Barry Mellor

Barry Mellor, communication officer at NATO JFC Brunssum


For some people, arriving in the Maastricht region is the first step of an expat career. They often fall in love with the natural environment soon while having trouble accommodating in a social structure that's so different from what they're used to. But there are people who've come a long way before coming to Limburg and having been to many places taught them the social skills necessary to settle.


Barry Mellor, community relations and internal communications advisor at NATO's Joint Forces Command Brunssum, is certainly one of them. You could say it's easy for somebody in this position, but the truth is, that Barry went through several different steps in his career to finally draw upon both his extensive military expertise and well-honed management skills as the head of a small team to promote the values of NATO's member states.


He was appointed Military Assistant to the Commander (a German 4* General) JFC Brunssum, in August 2006, right after finishing his Senior Course at NATO’s Defence College in Rome - a six-month sabbatical that turned into a life-changing experience. There, on a course populated 50 percent by civilians, he developed a network of contacts that help him to this day because many occupy senior positions in NATO up to, and including, the level of Ambassador.  Among others, he was in the same syndicate as the first Italian astronaut, Roberto Vittori. But Barry also cheerfully remembers having his cats flown to Rome at great expense although he states it was worth every penny as they enjoyed the sunny rooftops of the Italian capital so much.

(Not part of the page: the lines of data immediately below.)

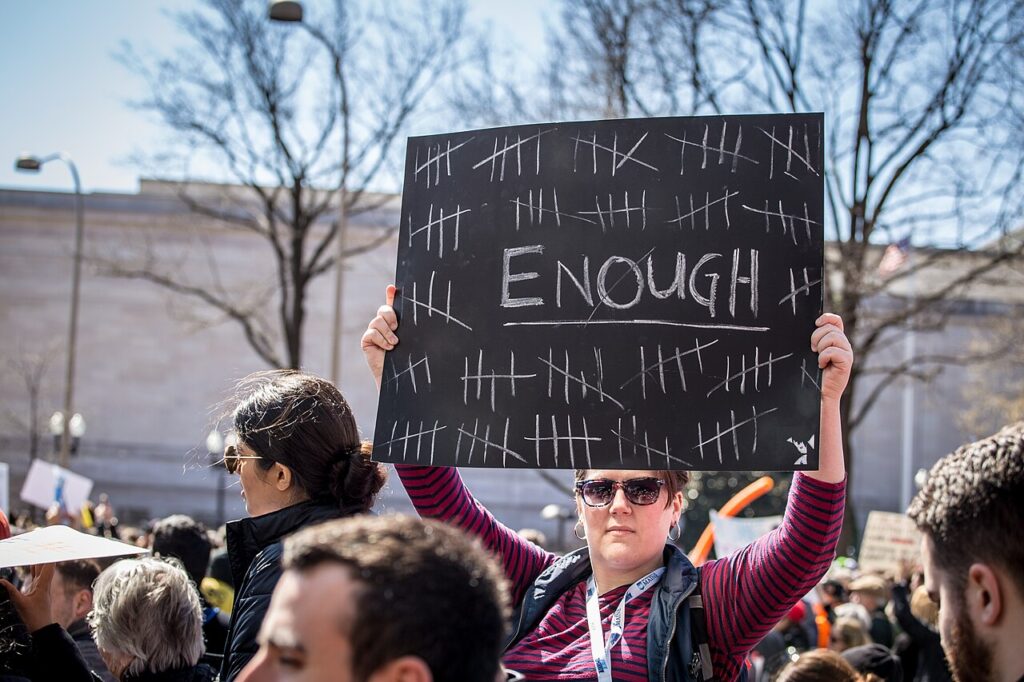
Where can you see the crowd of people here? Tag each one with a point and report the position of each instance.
(312, 586)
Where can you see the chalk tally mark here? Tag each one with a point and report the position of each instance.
(501, 156)
(788, 147)
(638, 448)
(411, 371)
(606, 216)
(568, 378)
(788, 221)
(485, 442)
(429, 307)
(560, 442)
(617, 158)
(696, 209)
(435, 159)
(655, 371)
(438, 225)
(417, 436)
(705, 147)
(732, 431)
(756, 365)
(536, 211)
(795, 291)
(493, 377)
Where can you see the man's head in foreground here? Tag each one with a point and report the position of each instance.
(972, 514)
(374, 599)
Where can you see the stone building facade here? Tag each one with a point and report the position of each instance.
(153, 367)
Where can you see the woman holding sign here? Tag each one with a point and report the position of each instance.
(631, 606)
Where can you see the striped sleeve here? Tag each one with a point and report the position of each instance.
(748, 592)
(439, 493)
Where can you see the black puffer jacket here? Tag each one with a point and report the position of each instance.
(254, 549)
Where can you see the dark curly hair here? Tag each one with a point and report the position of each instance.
(303, 422)
(971, 506)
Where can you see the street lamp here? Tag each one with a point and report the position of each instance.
(76, 427)
(34, 164)
(291, 11)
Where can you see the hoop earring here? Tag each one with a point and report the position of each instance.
(577, 530)
(679, 531)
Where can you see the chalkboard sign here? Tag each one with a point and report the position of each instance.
(634, 294)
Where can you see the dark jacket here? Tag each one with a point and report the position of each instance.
(254, 549)
(82, 636)
(670, 649)
(932, 666)
(55, 656)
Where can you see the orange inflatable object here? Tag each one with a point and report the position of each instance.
(738, 502)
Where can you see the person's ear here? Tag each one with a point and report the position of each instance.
(406, 669)
(82, 603)
(283, 477)
(984, 596)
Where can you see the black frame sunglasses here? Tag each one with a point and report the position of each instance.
(232, 460)
(600, 492)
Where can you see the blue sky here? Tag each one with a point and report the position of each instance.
(64, 91)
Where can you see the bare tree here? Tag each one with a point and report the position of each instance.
(925, 140)
(304, 119)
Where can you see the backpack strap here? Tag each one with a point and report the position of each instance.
(700, 668)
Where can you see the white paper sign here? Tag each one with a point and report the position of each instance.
(888, 540)
(733, 534)
(59, 543)
(4, 488)
(48, 482)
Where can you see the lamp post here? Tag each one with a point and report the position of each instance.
(290, 11)
(34, 164)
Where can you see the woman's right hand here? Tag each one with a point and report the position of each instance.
(380, 336)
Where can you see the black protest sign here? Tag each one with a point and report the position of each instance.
(617, 294)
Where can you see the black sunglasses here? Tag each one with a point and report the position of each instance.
(232, 460)
(600, 492)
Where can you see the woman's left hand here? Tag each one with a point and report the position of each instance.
(835, 355)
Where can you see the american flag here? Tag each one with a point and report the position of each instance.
(894, 257)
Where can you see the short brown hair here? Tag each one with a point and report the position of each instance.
(78, 573)
(970, 501)
(426, 590)
(674, 480)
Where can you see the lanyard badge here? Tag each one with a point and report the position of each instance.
(600, 647)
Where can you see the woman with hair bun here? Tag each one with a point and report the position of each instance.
(300, 461)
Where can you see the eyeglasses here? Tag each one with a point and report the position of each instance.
(232, 460)
(600, 492)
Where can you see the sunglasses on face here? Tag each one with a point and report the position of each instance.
(232, 460)
(600, 492)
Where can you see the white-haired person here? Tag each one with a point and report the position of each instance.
(145, 619)
(631, 588)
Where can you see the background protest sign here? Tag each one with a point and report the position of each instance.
(48, 482)
(622, 294)
(888, 540)
(58, 543)
(734, 533)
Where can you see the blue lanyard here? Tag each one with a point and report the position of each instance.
(600, 648)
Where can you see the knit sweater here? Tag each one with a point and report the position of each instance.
(744, 594)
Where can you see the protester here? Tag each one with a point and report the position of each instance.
(875, 659)
(919, 617)
(185, 539)
(71, 601)
(300, 462)
(383, 598)
(871, 592)
(626, 517)
(848, 632)
(821, 666)
(971, 514)
(145, 620)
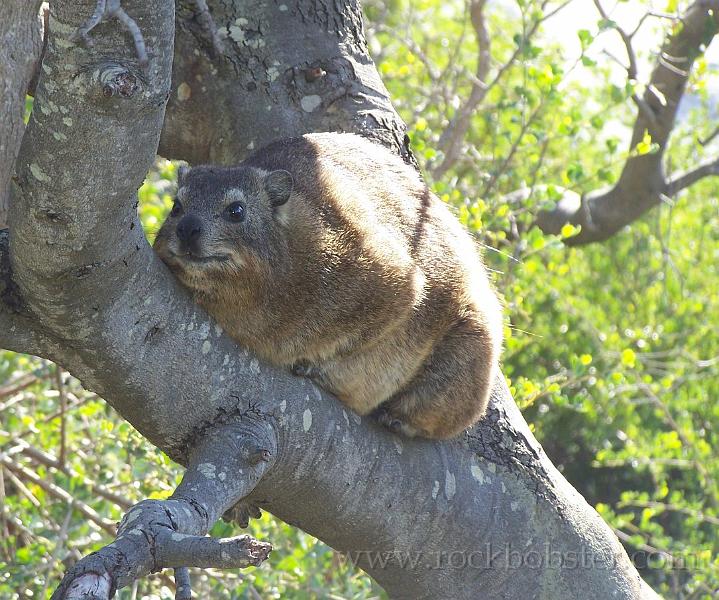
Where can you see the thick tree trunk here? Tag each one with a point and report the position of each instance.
(20, 45)
(485, 515)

So while coming from Rome put the Limburg landscape at an unfair disadvantage, it also turned out to be the kind of experience to remember also when building a new network in the area. “When my wife and I arrived at our house – one of a block of 16 the British military provides for its employees near Sittard – it soon became clear a strong community with a highly creative social programme existed,” he recalls. The only drawback was that this meant interaction with the local community was limited.


But it couldn't keep Barry from actively look for opportunities in getting to know the expat community in Maastricht, which is the first obvious step if someone like him, intends to stay here.

The monthly Meet&Greet events are a perfect opportunity, as well as Internations get-togethers, to provide an environment where experiences can be shared with others than colleagues or the family.


Four years ago, Barry went even one step further in adapting to his new environment and bought a house on the German side of the tri-border region, in Höngen. “The houses are a little cheaper there and since my wife is German, we can deal with bureaucracy better,” he reveals the motivations semi-funnily. He's very proud of the work they've done with his wife in renovating the house, especially in converting an old barn that, not so long ago, was home to three horses. “It's a lovely unique house with a beautiful inner courtyard and many unusual features. I consider myself settled,” he says.


Then again, living at the crossroads of countries and nations, with the genuine intention to get to know them, have a certain value in professional life, too. When officially retiring from the Royal Navy in 2009, after several successful military missions and chances to broaden intellectually, he stresses – was very fortunate to obtain a post as a NATO civilian at JFC Brunssum. Here he speaks at ceremonies and meets all kinds of stakeholders throughout the region to nurture transparency and forge friendly relationships.


“It's not always easy as NATO has 28 member nations and all of their voices must be heard,” he says. “Fortunately, peace and stability are shared values.” While NATO, for its part, supports these values by sending military and humanitarian missions to troubled parts of the world when needed, the Alliance works with the principle of consensus as the bedrock of all its actions. Reaching agreement can be a chaotic process, but Barry is sure the world needs organizations such as NATO and the United Nations. “If they didn’t exist I am certain something like them would soon be created,” he says.


But it doesn't mean they have to stay the same. “If you compare NATO before the end of the Cold War to today you will see a considerable change. It is necessary for organisations to maintain their relevance and the Alliance embraces that philosophy in order to counter emerging security threats,” Barry explains. NATO's two JFCs, Brunssum and Naples, share the command responsibility for the so-called NATO Response Force (NRF): a highly capable military force that can deploy literally anywhere in the world at a few days notice.  It has a range of tasks from serious fighting at one end of the spectrum to the provision of humanitarian assistance at the other. Command rotates annually between the two bases and, from January next year, Brunssum will be the Standby NRF Command for 2014.


Barry says of all his professional adventures, he likes the work at NATO best, because it affords the opportunity to travel, and live and work in wonderful environments. “The privileged insight to all the different cultures of the various member states represented at Brunssum is extremely broadening and breeds understanding and tolerance,” he says.